Pickholtz v. Aladdin Knowledge Systems
We represented the inventor in a patent infringement action alleging that certain of Aladdin's Software Digital Rights Management (DRM) products infringed the inventor's patent (covering an invention restricting unauthorized use of pirated computer software). We secured a $2 million settlement after successfully defeating Aladdin's jurisdictional challenges, winning all contested claim constructions and receiving favorable orders on many discovery issues, including an award of sanctions for the defendants' discovery abuse. The settlement was reached and finalized without incurring the additional expense of taking or defending any depositions.
Purple Leaf v. Google, Inc.
Defended Google Checkout in the Eastern District of Texas against assertions that it infringed a patent owned by Purple Leaf that purportedly disclosed a way to conduct an online transaction directly between merchant and buyer. After initial pleadings, we were able to attain a dismissal of the claims against Google.
Rothschild Location Technologies v. Popular Ridesharing Company
Defended a popular ridesharing company in Eastern District of Texas patent proceedings from allegations that our client’s on-demand transportation services infringe Rothschild’s patents relating to GPS technology. Obtained a favorable settlement for our client.
Scheiber v. Dolby
We successfully obtained summary judgment in favor of our client, Dolby Laboratories, Inc., in the Indiana District Court on the issue of bundling United States patents with foreign patents. The judgment was affirmed by the Seventh Circuit, and a writ of certiorari denied by the Supreme Court.

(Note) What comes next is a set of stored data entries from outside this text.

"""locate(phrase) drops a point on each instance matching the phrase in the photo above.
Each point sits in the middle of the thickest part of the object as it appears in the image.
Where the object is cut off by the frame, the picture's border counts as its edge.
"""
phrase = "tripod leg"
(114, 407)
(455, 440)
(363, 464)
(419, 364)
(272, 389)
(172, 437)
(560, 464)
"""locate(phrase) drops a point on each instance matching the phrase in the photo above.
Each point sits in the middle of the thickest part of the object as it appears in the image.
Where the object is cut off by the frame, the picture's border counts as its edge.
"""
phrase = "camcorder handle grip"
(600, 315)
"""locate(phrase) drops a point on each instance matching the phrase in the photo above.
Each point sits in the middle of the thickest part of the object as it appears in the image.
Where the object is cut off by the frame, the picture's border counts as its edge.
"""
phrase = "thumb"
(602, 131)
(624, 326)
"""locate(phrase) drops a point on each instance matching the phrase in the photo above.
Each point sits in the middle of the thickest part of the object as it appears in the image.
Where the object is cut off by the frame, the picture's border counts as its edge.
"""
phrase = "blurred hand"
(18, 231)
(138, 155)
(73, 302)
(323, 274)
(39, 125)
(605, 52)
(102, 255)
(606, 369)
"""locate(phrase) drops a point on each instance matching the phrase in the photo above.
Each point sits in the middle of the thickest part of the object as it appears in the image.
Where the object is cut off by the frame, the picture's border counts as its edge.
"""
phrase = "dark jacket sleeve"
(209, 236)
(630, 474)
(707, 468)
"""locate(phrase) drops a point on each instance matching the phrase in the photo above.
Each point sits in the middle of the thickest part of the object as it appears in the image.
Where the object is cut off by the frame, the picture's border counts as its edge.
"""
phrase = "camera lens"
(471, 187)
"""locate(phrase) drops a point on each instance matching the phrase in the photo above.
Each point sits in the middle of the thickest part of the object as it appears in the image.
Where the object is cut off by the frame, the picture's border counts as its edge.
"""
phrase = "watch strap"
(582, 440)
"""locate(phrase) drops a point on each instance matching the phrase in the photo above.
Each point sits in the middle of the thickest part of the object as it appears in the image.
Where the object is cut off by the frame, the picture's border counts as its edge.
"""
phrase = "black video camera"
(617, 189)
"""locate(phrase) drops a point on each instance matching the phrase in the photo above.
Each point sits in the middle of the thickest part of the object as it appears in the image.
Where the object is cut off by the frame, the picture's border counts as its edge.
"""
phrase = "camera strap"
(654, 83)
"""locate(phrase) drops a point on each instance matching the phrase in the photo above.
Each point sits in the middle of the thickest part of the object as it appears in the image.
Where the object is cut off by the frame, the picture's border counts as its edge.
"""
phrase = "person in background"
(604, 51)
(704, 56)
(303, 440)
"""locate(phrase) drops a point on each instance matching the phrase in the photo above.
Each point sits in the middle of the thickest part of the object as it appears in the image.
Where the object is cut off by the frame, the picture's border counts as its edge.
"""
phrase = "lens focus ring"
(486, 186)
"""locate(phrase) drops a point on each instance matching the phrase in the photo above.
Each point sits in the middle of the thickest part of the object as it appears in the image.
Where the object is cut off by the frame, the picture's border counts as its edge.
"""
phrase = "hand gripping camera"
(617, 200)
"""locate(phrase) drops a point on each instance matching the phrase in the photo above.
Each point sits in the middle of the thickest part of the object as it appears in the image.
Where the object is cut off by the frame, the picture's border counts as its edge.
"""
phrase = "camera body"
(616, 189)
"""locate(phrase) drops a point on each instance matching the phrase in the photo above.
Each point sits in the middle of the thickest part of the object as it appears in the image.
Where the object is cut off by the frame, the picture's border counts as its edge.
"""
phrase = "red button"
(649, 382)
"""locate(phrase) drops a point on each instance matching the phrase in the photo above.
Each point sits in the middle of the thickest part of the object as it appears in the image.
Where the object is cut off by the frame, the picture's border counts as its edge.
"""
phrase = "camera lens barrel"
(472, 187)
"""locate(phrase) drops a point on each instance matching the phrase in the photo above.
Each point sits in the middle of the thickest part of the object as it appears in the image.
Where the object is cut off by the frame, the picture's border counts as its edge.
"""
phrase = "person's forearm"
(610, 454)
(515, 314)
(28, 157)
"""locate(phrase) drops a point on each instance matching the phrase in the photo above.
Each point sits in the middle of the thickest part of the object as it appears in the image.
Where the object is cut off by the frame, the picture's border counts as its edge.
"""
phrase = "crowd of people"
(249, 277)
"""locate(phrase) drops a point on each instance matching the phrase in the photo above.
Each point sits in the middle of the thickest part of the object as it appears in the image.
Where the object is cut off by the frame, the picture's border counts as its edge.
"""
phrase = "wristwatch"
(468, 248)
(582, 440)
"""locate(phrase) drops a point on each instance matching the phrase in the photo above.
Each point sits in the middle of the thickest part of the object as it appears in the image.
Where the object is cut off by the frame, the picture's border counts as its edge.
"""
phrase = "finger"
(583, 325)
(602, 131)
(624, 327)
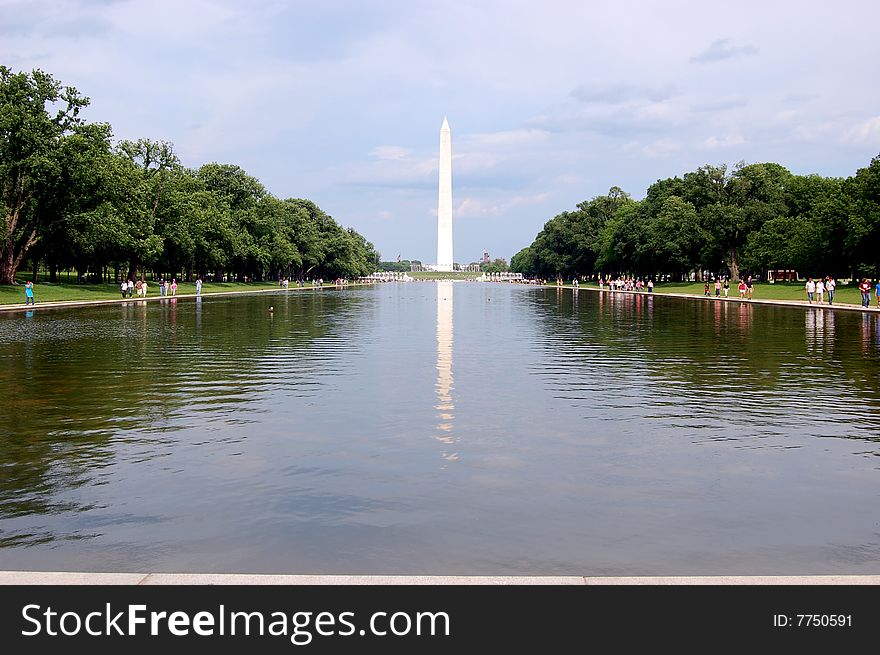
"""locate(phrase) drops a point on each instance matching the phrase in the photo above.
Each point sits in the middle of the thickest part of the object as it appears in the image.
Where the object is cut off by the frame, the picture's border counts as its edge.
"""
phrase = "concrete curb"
(754, 301)
(85, 578)
(116, 301)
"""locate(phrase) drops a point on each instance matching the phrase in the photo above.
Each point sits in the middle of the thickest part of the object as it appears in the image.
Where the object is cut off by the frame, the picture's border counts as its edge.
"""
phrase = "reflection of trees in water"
(87, 377)
(730, 347)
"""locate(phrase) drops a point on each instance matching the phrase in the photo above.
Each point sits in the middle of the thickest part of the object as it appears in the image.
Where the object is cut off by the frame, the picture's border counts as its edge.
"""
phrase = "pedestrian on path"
(865, 288)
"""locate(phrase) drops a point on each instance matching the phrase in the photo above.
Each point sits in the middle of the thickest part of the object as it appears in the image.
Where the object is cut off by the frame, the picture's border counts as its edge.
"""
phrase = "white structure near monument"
(444, 205)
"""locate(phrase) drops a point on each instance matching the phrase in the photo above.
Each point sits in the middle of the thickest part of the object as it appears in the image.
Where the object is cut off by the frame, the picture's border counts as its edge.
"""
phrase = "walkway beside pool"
(84, 578)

Tridia Corp. v. NTT Resonant Corp.
Served as lead counsel for this subsidiary of Japan’s largest telecom company, Nippon Telegraph & Telephone Co., in its first ever patent litigation in the United States. The case filed in Georgia Northern District Court presented unique questions involving the role of special masters to resolve section 101 motions and personal service of Japanese companies in the United States under the Federal Rules of Civil Procedure.

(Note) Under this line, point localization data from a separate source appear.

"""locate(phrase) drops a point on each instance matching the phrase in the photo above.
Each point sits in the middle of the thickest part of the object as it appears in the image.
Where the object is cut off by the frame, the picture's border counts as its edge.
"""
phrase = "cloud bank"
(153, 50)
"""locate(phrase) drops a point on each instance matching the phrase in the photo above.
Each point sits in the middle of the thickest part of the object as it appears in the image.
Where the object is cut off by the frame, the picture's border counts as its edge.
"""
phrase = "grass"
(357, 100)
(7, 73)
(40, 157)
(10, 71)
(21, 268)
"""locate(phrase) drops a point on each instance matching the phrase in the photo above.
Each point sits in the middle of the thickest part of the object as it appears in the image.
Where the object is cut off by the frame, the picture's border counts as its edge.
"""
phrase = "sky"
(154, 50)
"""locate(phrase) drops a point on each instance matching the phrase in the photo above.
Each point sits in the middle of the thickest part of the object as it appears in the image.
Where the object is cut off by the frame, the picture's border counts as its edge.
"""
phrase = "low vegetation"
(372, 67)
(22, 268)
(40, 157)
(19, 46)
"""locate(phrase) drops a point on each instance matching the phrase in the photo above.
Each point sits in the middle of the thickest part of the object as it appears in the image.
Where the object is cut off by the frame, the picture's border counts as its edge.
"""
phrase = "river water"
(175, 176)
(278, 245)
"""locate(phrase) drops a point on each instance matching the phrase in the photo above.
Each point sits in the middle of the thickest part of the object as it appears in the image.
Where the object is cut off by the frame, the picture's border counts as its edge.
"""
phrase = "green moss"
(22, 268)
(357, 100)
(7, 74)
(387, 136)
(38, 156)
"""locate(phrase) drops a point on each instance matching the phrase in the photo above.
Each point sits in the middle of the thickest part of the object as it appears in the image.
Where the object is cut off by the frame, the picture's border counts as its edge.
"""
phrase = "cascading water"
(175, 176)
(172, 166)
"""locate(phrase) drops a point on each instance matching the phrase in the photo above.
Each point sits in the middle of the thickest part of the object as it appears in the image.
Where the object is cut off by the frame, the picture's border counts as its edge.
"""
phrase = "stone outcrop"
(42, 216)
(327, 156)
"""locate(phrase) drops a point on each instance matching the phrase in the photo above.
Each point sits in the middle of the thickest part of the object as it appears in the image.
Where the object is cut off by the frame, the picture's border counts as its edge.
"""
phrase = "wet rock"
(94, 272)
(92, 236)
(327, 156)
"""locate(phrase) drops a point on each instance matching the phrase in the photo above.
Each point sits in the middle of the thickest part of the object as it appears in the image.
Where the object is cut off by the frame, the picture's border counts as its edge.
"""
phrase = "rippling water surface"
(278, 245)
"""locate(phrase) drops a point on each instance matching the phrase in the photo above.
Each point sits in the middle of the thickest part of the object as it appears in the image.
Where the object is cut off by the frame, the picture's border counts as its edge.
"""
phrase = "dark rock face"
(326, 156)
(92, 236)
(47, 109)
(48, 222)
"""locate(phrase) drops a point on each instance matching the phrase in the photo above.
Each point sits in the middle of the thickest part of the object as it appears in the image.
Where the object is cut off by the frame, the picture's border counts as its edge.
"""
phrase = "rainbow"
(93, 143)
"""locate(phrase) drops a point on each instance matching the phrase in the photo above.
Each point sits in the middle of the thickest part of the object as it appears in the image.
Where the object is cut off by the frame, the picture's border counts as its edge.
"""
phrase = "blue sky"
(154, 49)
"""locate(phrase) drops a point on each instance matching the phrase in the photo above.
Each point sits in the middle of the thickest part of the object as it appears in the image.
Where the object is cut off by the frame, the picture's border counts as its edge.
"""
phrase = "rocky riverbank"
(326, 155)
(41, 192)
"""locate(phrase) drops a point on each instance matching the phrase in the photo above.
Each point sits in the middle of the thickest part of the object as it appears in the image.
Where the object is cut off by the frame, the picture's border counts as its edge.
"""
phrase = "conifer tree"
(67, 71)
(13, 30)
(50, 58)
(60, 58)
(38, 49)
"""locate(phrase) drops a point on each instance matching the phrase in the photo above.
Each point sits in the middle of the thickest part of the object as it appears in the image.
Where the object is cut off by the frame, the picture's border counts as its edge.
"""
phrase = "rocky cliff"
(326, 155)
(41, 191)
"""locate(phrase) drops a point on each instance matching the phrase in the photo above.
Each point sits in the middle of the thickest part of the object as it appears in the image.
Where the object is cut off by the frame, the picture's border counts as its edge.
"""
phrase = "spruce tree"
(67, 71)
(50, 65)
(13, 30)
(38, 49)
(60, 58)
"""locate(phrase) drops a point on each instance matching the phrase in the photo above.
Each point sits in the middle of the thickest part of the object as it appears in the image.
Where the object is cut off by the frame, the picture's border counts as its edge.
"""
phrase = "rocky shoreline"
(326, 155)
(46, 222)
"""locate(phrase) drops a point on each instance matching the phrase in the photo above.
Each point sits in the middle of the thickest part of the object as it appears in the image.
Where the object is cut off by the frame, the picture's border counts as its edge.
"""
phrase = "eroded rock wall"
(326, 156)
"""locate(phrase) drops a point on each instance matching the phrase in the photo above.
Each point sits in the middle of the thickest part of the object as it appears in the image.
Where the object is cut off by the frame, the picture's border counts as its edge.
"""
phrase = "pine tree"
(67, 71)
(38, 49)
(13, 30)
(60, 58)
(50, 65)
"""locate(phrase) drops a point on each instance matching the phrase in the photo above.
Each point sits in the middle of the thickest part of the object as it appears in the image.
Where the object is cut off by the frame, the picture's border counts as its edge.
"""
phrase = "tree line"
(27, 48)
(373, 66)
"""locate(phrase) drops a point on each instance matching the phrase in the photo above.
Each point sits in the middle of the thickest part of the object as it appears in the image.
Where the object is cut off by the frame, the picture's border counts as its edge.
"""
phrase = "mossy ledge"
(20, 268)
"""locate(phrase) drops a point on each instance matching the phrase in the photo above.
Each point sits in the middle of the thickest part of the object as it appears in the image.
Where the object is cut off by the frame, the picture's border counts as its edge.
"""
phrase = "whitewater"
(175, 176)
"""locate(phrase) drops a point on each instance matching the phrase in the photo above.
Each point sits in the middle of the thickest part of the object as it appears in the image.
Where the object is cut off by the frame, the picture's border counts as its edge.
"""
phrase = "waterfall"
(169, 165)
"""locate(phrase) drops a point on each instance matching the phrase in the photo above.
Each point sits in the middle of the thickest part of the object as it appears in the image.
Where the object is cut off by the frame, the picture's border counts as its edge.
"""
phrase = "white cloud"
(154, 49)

Trimble Navigation, Ltd. v. SiRF Technology, Inc.
We defended SiRF Technology in an infringement action on three patents related to chipsets for use in Global Positioning Systems (GPS) technology. After a technical tutorial and the assertion of counterclaims based on limited discovery, and the exchange of initial disclosures under the Local Patent Rules, we achieved a favorable settlement for the client which included licenses to additional patents.